Reputation: 239
Am trying to get only those words from a list that are present in a given sentence.The words can include bigram words as well. For example,
wordList <- c("really good","better","awesome","true","happy")
sentence <- c("This is a really good program but it can be made better by making it more efficient")
myresult should be :
"really good" "better"
I have 1000 sentences like this on which i need to compare the words. The word list is also bigger. i tried brute force method using grep command but it took a lot of time (as expected). I am looking to get the matching words in a way that the performance is better.
Upvotes: 0
Views: 139
Reputation: 2541
What about
unlist(sapply(wordList, function(x) grep(x, sentence)))
Upvotes: 0
Reputation: 239
I was able to use @epi99's answer with a slight modification.
wordList <- c("really good","better","awesome","true","happy")
sentence <- c("This is a really good program but it can be made better by making it more efficient")
# get unigrams from the sentence
unigrams <- unlist(strsplit(sentence, " ", fixed=TRUE))
# get bigrams from the sentence
bigrams <- unlist(lapply(1:length(unigrams)-1, function(i) {paste(unigrams[i],unigrams[i+1])} ))
# .. and combine into a single vector
grams=c(unigrams, bigrams)
# use match function to get the matching words
matches <- match(grams, wordList )
matches <- na.omit(matches)
matchingwords <- wordList[matches]
Upvotes: 0
Reputation: 4378
require(dplyr)
wordList <- c("really good","better","awesome","true","happy")

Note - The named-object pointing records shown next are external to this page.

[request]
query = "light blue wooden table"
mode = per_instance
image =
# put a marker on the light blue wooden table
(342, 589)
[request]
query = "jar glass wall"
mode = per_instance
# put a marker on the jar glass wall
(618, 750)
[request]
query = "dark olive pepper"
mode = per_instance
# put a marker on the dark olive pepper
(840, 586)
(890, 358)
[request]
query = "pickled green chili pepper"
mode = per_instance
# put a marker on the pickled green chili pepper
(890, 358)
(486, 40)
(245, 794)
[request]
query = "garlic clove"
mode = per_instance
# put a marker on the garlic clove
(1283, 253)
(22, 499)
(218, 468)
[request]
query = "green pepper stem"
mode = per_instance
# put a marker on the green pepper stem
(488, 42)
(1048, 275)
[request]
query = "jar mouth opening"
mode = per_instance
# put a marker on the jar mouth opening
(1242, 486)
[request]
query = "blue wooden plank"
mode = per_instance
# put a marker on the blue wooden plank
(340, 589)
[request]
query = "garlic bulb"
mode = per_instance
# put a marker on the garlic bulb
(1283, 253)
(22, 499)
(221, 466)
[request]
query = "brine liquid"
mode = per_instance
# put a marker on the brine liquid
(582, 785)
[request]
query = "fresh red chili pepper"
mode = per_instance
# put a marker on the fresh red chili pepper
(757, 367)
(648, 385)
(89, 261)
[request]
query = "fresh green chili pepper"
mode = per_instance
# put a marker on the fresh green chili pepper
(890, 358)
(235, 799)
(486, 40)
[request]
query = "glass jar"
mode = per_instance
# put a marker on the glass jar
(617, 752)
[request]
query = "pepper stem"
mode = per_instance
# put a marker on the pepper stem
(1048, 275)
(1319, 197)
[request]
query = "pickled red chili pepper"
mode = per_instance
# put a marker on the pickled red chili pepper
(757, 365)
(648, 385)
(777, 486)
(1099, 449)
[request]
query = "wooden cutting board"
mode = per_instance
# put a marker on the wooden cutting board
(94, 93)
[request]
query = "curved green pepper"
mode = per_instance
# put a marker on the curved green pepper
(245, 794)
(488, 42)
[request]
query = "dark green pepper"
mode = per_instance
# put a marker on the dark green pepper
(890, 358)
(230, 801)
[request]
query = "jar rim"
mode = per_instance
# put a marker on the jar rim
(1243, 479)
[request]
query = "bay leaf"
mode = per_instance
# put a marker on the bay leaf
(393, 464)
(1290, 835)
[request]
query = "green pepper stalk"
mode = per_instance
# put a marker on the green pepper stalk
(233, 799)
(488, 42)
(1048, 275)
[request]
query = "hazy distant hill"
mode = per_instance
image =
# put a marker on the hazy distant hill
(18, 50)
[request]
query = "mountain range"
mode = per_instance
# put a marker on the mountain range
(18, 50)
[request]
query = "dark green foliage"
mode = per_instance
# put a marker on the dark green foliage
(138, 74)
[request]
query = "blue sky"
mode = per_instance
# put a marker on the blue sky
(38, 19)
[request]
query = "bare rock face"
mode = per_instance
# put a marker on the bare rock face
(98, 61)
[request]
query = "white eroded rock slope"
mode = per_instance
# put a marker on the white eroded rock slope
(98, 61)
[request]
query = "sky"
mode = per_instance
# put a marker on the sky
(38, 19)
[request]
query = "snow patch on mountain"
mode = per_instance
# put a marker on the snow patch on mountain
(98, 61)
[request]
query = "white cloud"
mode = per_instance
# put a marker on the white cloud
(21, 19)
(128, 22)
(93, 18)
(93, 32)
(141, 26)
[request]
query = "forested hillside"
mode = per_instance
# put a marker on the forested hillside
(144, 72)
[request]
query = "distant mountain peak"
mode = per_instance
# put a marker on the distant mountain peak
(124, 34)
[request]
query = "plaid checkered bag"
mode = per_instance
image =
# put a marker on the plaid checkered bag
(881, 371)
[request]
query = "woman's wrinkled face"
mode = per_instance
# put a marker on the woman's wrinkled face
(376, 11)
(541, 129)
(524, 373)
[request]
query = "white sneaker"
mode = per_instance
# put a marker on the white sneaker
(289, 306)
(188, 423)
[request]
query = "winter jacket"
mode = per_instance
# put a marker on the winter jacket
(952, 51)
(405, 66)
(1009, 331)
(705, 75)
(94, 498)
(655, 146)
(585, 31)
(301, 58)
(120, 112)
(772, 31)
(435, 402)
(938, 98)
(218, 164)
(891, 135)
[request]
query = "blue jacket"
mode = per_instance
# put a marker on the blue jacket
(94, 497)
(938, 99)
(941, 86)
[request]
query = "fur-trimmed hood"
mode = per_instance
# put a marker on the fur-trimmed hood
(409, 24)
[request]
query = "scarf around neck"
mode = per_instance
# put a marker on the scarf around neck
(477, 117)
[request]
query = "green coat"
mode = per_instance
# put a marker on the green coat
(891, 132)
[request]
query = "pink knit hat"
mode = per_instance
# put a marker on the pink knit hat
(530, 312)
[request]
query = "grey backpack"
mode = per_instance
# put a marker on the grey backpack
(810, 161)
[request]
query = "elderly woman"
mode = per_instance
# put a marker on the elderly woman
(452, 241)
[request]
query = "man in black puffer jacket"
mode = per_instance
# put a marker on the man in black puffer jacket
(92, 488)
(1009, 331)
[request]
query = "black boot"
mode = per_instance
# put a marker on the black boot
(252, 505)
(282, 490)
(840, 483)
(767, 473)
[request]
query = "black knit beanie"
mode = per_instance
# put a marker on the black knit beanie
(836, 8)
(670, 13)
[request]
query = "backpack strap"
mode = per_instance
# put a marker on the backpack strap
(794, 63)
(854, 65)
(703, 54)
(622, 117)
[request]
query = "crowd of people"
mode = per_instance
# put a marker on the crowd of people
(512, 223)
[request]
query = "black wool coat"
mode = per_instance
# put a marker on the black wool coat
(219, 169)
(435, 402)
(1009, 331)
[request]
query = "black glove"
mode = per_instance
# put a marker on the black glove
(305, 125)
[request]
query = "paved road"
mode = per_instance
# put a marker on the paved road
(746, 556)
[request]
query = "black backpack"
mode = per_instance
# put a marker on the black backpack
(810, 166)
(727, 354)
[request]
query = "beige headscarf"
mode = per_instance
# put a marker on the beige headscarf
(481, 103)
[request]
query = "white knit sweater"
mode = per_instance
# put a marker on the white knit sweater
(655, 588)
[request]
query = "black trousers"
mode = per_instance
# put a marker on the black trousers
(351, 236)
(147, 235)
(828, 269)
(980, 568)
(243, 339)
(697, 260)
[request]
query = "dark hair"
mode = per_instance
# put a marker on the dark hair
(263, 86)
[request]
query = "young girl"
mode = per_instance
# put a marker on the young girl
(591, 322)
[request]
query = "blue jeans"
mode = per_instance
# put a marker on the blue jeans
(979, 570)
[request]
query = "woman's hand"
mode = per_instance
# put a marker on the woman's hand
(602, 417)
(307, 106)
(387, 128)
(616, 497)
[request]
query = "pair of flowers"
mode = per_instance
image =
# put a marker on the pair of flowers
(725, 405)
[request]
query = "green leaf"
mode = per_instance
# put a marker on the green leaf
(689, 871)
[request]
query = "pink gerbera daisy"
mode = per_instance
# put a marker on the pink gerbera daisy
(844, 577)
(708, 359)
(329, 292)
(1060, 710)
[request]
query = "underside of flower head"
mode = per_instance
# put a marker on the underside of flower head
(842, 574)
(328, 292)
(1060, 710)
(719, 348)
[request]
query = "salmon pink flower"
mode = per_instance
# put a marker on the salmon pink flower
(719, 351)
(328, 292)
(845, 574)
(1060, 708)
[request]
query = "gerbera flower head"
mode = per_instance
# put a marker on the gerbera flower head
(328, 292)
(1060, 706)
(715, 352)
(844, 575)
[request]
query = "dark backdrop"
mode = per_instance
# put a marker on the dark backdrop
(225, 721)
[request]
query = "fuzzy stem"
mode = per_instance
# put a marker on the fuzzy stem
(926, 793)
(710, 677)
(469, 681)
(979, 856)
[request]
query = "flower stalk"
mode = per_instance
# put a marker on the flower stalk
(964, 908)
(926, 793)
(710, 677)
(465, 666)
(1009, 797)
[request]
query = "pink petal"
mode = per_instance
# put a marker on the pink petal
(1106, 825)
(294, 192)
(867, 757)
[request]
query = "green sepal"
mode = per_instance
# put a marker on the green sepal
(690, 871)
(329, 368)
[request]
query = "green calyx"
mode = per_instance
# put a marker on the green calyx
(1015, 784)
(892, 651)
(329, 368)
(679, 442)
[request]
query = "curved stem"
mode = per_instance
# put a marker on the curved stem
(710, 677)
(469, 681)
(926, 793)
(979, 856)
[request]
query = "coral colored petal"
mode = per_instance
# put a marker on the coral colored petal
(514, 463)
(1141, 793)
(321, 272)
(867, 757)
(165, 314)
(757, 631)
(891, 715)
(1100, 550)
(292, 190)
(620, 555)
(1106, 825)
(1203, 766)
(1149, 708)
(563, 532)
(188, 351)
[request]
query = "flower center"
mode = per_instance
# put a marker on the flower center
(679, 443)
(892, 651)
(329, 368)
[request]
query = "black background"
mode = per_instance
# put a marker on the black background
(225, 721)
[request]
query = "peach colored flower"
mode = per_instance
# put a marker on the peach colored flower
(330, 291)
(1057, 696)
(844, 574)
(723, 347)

sentence <- c("This is a really good program but it can be made better by making it more efficient")
# get unigrams from the sentence
unigrams <- unlist(strsplit(sentence, " ", fixed=TRUE))
# get bigrams from the sentence
bigrams <- unlist(lapply(1:length(words)-1, function(i) {paste(words[i],words[i+1])} ))
# .. and combine into data frame
grams <- data.frame(grams=c(unigrams, bigrams), stringsAsFactors = FALSE)
# dplyr join should be pretty efficient
matches <- inner_join(data.frame(wordList, stringsAsFactors = FALSE),
grams,
by=c('wordList'='grams'))
matches
wordList
1 really good
2 better
Upvotes: 2